Das Ergebnis ist deshalb mit Vorsicht zu genießen. Das sieht man allein schon daran, dass Ferrari-Pilot Carlos Sainz auf dem letzten Platz landete. Als Vorbereitung für die Qualifikation und das Rennen zählt eigentlich nur die zweite Übungseinheit in Bahrain, weil sie ebenfalls in den Abendstunden stattfindet. Unter Flutlicht kühlt die Rennstrecke ab, was sich auf die Aerodynamik der Autos, und speziell auf das Verhalten der Reifen auswirkt. Bei Asphalttemperaturen von 43 Grad Celsius wie im ersten Training leiden die Pirellis deutlich mehr.
Aston Martin sprengte die Red-Bull-Dominanz. Fernando Alonso sortierte sich im AMR23 an zweiter Position ein. Der Spanier, der bereits drei Mal in Bahrain siegte, verlor auf den 5,412 Kilometern 0,438 Sekunden. Nicht wenige im Fahrerlager sehen in Aston Martin einen Favoritenschreck. Bei manchen steht der grüne Rennwagen als Nummer zwei hinter Red Bull auf dem Zettel.

Alonso auf Platz zwei
Die Augen waren nicht nur auf Alonso gerichtet, sondern auch auf Rückkehrer Lance Stroll. Der Kanadier beißt auf die Zähne. Bei einem Fahrradsturz hatte er sich einen Bruch am rechten Handgelenk zugezogen und das linke verstaucht. Die Testfahrten musste er deshalb auslassen. Im ersten Training gab er sein Comeback. Stroll arbeitete sich auf den sechsten Rang. Er spulte 16 Runden ab. Es hätten mehr sein können, wenn ihn zwischendurch nicht eine fehlerhafte Zündung des Mercedes-V6-Turbo eingebremst hätte.
Ferrari und Mercedes ließen die Finger von den weichen Reifen. Deshalb reichte es auch nicht für Spitzenzeiten. Charles Leclerc belegte den fünften Platz hinter dem McLaren von Lando Norris. Ferrari ließ seine Piloten zunächst mit unterschiedlichen Heckflügeln ausrücken. Später sattelte man auf die gleiche Aerodynamik-Konfiguration um. Die Wahl fiel auf den alten Flügel, der sich auf zwei und nicht nur auf einer Stelze stützt.

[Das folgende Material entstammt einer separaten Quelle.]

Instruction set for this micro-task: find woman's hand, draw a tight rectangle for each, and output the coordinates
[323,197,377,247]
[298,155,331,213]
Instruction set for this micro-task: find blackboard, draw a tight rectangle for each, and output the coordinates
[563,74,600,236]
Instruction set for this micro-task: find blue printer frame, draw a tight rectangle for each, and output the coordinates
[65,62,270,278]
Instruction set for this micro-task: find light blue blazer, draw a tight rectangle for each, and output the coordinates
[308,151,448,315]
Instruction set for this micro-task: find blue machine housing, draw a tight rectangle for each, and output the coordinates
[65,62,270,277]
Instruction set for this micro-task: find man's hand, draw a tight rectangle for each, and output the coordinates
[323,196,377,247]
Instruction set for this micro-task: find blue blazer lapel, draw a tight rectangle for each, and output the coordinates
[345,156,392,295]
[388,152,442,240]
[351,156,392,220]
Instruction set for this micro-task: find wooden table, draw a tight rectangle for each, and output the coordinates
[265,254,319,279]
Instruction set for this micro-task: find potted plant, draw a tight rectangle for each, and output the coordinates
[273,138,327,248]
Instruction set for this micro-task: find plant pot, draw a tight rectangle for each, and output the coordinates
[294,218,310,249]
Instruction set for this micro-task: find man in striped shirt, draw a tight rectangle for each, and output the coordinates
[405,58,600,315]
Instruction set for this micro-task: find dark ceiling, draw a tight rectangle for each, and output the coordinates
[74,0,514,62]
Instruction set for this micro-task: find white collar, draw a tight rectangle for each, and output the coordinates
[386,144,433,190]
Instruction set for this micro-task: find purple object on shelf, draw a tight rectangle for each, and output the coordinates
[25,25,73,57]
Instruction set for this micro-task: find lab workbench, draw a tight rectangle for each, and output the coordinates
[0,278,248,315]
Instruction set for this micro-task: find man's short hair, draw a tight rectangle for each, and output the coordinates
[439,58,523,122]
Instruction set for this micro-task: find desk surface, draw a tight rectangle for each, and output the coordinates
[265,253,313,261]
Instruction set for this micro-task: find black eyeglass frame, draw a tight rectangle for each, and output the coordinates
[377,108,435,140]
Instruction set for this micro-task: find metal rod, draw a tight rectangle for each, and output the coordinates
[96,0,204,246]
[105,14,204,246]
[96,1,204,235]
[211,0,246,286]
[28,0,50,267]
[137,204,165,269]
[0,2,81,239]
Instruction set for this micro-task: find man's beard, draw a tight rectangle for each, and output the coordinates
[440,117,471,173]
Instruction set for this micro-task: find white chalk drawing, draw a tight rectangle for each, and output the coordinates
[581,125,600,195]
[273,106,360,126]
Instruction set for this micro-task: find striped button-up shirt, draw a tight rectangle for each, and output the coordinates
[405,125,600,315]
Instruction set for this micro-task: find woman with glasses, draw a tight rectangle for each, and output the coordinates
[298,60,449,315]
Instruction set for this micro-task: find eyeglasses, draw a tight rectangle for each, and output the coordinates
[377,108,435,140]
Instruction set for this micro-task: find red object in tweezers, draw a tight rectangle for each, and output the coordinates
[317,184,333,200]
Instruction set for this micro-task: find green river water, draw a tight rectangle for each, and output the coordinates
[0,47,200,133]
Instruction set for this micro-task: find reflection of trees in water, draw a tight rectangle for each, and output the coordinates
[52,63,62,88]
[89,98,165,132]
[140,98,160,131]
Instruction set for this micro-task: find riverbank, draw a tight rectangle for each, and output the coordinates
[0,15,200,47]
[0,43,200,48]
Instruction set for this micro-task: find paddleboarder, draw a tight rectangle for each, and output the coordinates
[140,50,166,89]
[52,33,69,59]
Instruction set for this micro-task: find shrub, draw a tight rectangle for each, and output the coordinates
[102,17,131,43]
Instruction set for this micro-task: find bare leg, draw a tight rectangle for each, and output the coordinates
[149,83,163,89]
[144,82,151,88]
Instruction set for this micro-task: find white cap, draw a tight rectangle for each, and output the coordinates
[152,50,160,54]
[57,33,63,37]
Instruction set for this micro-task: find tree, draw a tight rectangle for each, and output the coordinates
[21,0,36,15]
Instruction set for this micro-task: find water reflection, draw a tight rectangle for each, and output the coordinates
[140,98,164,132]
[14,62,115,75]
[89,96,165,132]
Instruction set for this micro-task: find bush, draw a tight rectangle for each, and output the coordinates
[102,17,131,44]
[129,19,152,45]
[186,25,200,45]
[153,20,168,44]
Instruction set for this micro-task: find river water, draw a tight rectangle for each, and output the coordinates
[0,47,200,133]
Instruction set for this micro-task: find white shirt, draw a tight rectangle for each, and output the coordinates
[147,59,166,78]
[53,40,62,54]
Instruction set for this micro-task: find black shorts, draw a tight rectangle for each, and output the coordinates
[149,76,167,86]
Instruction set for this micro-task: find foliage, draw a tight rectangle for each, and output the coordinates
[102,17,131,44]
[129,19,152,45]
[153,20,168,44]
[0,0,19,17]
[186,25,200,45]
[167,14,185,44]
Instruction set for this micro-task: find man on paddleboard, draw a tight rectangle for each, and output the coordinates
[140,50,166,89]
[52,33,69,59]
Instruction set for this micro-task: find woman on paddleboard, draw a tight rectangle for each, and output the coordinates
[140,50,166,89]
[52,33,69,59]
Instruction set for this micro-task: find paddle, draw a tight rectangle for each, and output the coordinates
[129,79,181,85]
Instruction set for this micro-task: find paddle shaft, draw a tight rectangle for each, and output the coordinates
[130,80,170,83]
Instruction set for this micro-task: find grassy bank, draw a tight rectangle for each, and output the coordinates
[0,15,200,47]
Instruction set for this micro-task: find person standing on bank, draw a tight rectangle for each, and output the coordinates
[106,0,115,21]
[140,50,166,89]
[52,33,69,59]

Die Scuderia musste in der fünftägigen Pause zwischen Test und Rennwochenende an vielen Kleinigkeiten arbeiten. Beim Einlenken untersteuert der SF-23, in schnellen Kurven meldeten die Piloten eine gewisse Instabilität. Ganz scheinen die Probleme nicht behoben zu sein. Jedenfalls legte Sainz rund 20 Minuten vor Trainingsende einen Highspeed-Dreher auf die Bahn. Er hatte Glück, dass die Auslaufzone in Kurve neun groß ist.
Mercedes mit neuem Flügel
Mercedes brachte einen Fahrer in die Top 10. Der andere landete knapp außerhalb. Lewis Hamilton und George Russell probierten beide den neuen Heckflügel aus. Dieser soll ähnliche Abtriebswerte liefern, jedoch weniger Luftwiderstand aufbauen. Davon verspricht sich Mercedes, ab einer Geschwindigkeit von rund 250 km/h weniger Zeit zu verlieren.
In die obere Tabellenhälfte schafften es im ersten Training noch Kevin Magnussen (7.) sowie die beiden Alfa Romeo von Guanyu Zhou (8.) und Valtteri Bottas (9.). Der einzige deutsche Pilot im Feld muss sich noch einschießen. Nico Hülkenberg landete nur auf dem 14. Platz. Zu Teamkollege Magnussen fehlten ihm rund sechs Zehntelsekunden.